My grandson is here! Healthy and perfect. Not ‘practically perfect’ as was Mary Poppins, but straight-up perfect. Use of that word might be the first thing I learned in my promotion to grandparent. Unconditional love flows and fills freely from me like a perpetual fountain. There is no need for caveat. He is, like all babies, perfect. Does this sound like unabashed happiness? It is, and it is my hope every baby would be thought of in similar fashion. Gushy sentiment is also acceptable in grandparenting.
My g-parenting journey didn’t start off gushy. We arrived in time to wish our daughter and son-in-law good luck, and hugged her belly one last time, as they headed to the hospital to transform from a couple to a family. I knew I would be concerned for her and the baby during delivery, but it was a heavier weight than I expected. The phrase, healthy mom and healthy babytook on deeper meaning. I held her in my mind and my heart as the hours dragged along with the occasional update text. After more than twenty hours, I said to my husband, “I know he is born. They want to text us, but they can’t-they are enveloped in a fog of love where time has stood still.” He hoped the same and when fifteen minutes later photos of the trio arrived, relief washed my mind and joy flooded my heart. The happiness gates flung open.
We drove to the hospital. In the lobby with my son-in-law’s parents stood four grandparents-edgy and excited. Finally, we received the text with the room number, telling us to come up even while the hospital speaker announced visiting hours were over. The baby in his daddy’s arms, my daughter resting in the hospital bed, four beaming grandparents-it was prayer, said and answered. It was, using Van Morrison’s words, “warm love”.
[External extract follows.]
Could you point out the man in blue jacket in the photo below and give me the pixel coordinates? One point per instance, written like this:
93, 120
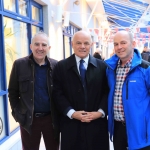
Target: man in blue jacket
129, 96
We took turns-after washing our hands-holding our grandson, saying our first hello. When I held him, I felt a joy I didn’t realize existed. An unknown need filled to the brim. In the room, there was deep sense of togetherness, a bond of common purpose to love and care for this child, for the remainder of our lives.
Oh, that every baby born should be so welcomed. I went to sleep with that thought and awoke the next day musing on the many promotions this baby brought to his family: mommy, daddy, grandparent for Dan and me, aunt and uncle for the siblings and in-laws, and a newly minted cousin. We were transformed. Those first days were heady, imprinting him into heart and soul.
We stayed two days after the new family came home. Two days of laundry, cooking, and dog walking. Two days of gazing at our grandson, breathing in his freshness, and occasionally hearing his soft newborn cry. And two days of watching my husband, a baby guy, show his tenderness. Dan’s strong six-foot frame was nothing but gentleness while he held his grandson for hour after hour. His countenance was calming for all of us. Taking our leave from the newly formed family was eased because I would return a week later and Dan six weeks later, each of us getting an opportunity to help our daughter and son-in-law as well as time to be with our grandson.
Driving home past one of many upstate New York’s ice cream stands, I noted that grandparenting reminded me of when I was a kid getting a scoop of my favorite ice cream, vanilla fudge swirl. All I wanted were the goodie parts, the thick creamy fudge with a hint of the vanilla. That’s g-parenting, feasting on the bits you like, skipping what you don’t. Happiness and attachment without the intensity of parenthood, along with a renewed appreciation of the miracle of life. These are the goodie parts.